Enabling MoE on the Edge via Importance-Driven Expert Scheduling
Guoying Zhu, Meng Li, Haipeng Dai, Xuechen Liu, Weijun Wang, Keran Li, Jun xiao, Ligeng Chen, Wei Wang
TL;DR
This paper tackles the challenge of deploying fine-grained Mixture of Experts (MoE) LLMs on memory-limited edge devices by introducing SMoE, an importance-driven expert scheduler with substitution. SMoE substitutes low-importance active experts with functionally similar GPU-resident substitutes and prefetches top-score experts to overlap loading with computation, augmented by a CPU-assisted loading pipeline to balance workloads.
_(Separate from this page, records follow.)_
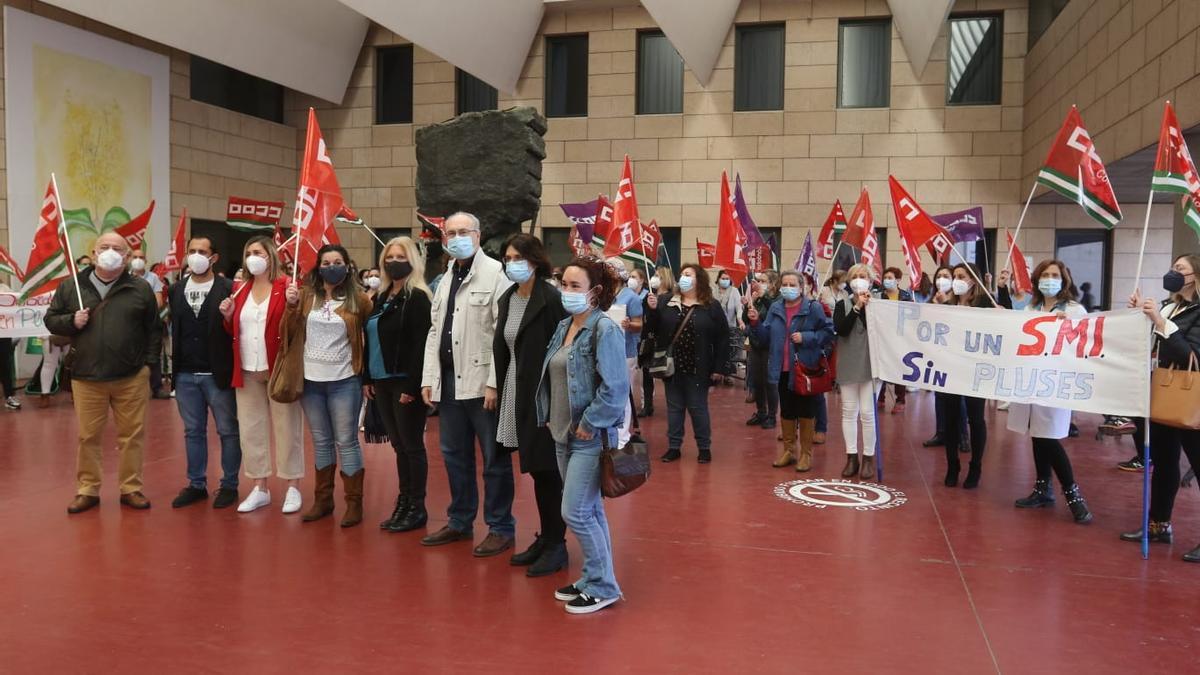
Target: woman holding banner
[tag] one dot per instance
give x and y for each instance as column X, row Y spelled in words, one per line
column 796, row 332
column 1055, row 293
column 1177, row 340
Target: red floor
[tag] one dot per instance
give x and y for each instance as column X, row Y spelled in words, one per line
column 720, row 575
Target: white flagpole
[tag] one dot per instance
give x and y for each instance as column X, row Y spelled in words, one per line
column 66, row 237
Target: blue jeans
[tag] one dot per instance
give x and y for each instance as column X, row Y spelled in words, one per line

The approach is formalized with per-layer substitution objectives, an expert-cache router, and a score-aware eviction policy, and is validated across multiple MoE models, GPUs, and edge-like workloads, achieving up to 48% decoding latency reduction and over 60% GPU-cache hit rate with near-lossless accuracy. The solution significantly reduces PCIe transfers and CPU overhead, enabling more scalable and private edge deployments of MoE LLMs for real-world applications.
Abstract
The Mixture of Experts (MoE) architecture has emerged as a key technique for scaling Large Language Models by activating only a subset of experts per query. Deploying MoE on consumer-grade edge hardware, however, is constrained by limited device memory, making dynamic expert offloading essential. Unlike prior work that treats offloading purely as a scheduling problem, we leverage expert importance to guide decisions, substituting low-importance activated experts with functionally similar ones already cached in GPU memory, thereby preserving accuracy. As a result, this design reduces memory usage and data transfer, while largely eliminating PCIe overhead. In addition, we introduce a scheduling policy that maximizes the reuse ratio of GPU-cached experts, further boosting efficiency. Extensive evaluations show that our approach delivers 48% lower decoding latency with over 60% expert cache hit rate, while maintaining nearly lossless accuracy.